We all know that in DOTALL mode, dot in the regex will match even line breaks also. So by making (?:AZA:([0-9]*))? as optional, the following .*? would match all the preceding characters which are present before ZZZ:([0-9]*). So by including the following .*? into the preceding optional group makes AZA:(\d+) to match if it presents and the digits following AZA: would be captured. Now, it won't do an unnecessary match.

Answer 2

A regex of the form

(?:AZA:(\d+)[^\n]*\n)?(?:ZZZ:)(\d+)[^\n]* would be helpfull.

For example

>>>re.findall('(?:AZA:(\d+)[^\n]*\n)?(?:ZZZ:)(\d+)[^\n]*' ,x)
[('00', '32'), ('06', '50'), ('', '32'), ('46', '53')]

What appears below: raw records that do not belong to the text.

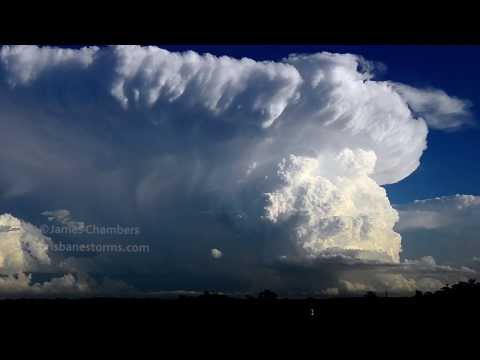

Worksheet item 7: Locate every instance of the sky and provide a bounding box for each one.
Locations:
[0,45,479,298]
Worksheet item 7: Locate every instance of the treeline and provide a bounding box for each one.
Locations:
[180,279,480,302]
[415,278,480,299]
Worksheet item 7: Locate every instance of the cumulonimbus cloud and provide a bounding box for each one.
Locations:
[0,45,474,295]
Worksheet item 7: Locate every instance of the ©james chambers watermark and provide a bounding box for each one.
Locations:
[49,242,150,254]
[38,218,148,254]
[40,223,141,236]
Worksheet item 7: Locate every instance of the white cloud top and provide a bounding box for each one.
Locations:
[264,149,401,262]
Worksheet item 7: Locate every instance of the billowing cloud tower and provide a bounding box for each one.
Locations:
[265,149,401,262]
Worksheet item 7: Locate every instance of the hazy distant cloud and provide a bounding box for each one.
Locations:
[264,254,472,296]
[392,83,472,130]
[396,194,480,231]
[42,209,85,231]
[338,274,444,295]
[0,272,131,299]
[395,195,480,264]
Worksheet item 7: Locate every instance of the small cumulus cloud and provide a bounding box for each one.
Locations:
[41,209,85,231]
[211,248,223,259]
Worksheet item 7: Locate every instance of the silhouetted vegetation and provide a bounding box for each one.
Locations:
[433,279,480,298]
[257,289,278,301]
[1,280,480,325]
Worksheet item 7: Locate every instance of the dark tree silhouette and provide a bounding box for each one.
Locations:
[434,278,480,299]
[415,290,423,298]
[258,289,278,301]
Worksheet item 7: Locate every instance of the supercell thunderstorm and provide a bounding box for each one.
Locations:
[0,46,473,295]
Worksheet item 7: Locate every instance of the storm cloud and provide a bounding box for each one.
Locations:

• (?:AZA:(\d+)[^\n]*\n)? matches :AZA: followed by digits \d+ followed by anything other than \n([^\n]). The quantifier at the end ? ensures that the entire group is optional. The digits are captured in group 1

• (?:ZZZ:)(\d+)[^\n]* matches :ZZZ: followed by digit \d+ and anything other than \n. Digits captured in group 2

What you missed

re.findall('(?:AZA:([0-9]*))?.*?ZZZ:([0-9]*)', text, re.DOTALL)

the entire (?:AZA:([0-9]*))?.*? should have been made optional as

(?:AZA:([0-9]*))?.*?)?

followed by \n

changing your regex like

re.findall('(?:AZA:([0-9]*).*?)?\nZZZ:([0-9]*)' ,x)

will give output as

[('00', '32'), ('06', '50'), ('', '32'), ('46', '53')]

Answer 3

(?:AZA:(\d+).*?)?ZZZ:(\d+)

See demo

import re
p = re.compile(ur'(?:AZA:(\d+).*?)?ZZZ:(\d+)', re.DOTALL)
test_str = u"AZA:00zx---\nZZZ:32fd---\ntestxfiler\ngsdkfklsd\nfdsfsk\nAZA:06x---\nZZZ:50----\ngsdkfklsd\ngsdkfklsd\nfdsfsk\nfdsfsk\ngsdkfklsd\nfdsfsk\nZZZ:32zzz----\nfdsfsk\nfdsfsk\ngsdkfklsd\nfdsfsk\nAZA:46----\nZZZ:53---"

re.findall(p, test_str)